The bill, first passed in June of last year, and drafted with the help of controversial Florida attorney and anti-game activist Jack Thompson, allowed a judge to rule on whether or not a video game meets established criteria for being inappropriate for minors and be subsequently pulled from store shelves. A person found guilty of selling such a game to a minor would have faced fines ranging from $100 to $2,000, plus a prison term of up to one year.

U.S. District Judge James Brady quickly filed a temporary block against the law, which was stayed days later, leading to a months-long legal process that ended in November of last year when Brady officially ruled the law unconstitutional.

Brady was cited in the injunction ruling as finding the connections and precedent for "social science evidence demonstrating that violent video games are harmful" both "tenuous and speculative" and that without the injunction "the statute will have a chilling effect on both video game developers and retailers."

Following the ruling, the ESA announced that it would seek to “immediately file to recover its legal fees from the State as it has successfully done elsewhere.”

The Louisiana ruling is the most recent successful ESA recovery of legal fees, with US District Court Judge George Caram Steeh ordering the state of Michigan to pay $182,349 to the ESA last December, for attorney's fees and costs derived from the legal battle over that state's own anti-violent game law, which also was deemed unconstitutional.
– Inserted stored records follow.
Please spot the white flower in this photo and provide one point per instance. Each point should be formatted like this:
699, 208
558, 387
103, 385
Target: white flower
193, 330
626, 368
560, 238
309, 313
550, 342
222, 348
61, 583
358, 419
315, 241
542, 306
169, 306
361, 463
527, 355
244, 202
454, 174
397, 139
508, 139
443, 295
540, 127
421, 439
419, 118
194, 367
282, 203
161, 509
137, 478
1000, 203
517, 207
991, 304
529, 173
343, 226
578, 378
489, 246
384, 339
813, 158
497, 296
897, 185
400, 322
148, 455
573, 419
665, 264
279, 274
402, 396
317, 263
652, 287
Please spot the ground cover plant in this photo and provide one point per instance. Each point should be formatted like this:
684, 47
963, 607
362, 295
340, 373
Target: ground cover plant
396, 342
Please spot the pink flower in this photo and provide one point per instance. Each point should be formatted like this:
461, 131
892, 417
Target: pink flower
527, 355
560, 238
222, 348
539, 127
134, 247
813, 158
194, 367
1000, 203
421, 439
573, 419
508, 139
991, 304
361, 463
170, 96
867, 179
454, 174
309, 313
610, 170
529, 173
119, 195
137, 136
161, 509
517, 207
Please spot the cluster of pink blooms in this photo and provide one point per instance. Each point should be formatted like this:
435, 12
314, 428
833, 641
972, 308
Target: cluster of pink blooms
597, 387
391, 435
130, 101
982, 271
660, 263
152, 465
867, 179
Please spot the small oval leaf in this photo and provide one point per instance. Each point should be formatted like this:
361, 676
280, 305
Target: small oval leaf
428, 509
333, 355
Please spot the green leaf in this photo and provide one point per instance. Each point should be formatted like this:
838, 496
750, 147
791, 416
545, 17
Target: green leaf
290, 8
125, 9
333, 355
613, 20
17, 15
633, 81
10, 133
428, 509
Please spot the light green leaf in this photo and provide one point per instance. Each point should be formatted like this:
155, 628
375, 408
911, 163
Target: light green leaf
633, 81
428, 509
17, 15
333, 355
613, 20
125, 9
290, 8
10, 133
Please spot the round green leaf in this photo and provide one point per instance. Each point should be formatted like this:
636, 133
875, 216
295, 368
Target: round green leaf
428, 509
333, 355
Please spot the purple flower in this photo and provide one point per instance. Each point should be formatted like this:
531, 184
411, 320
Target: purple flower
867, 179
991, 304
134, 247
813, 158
In a statement on the ESA's victory in recovering the fees, ESA senior VP Gail Markels said, "It's unfortunate the some officials continue to believe that unconstitutional laws are the answer, when time and time again courts have thrown out these bills and proven them to be a waste of taxpayers' dollars. It couldn't be clearer that the real answer is not regulation, but education of parents to empower them to use the video game rating system, parental controls in game consoles, and other available tools."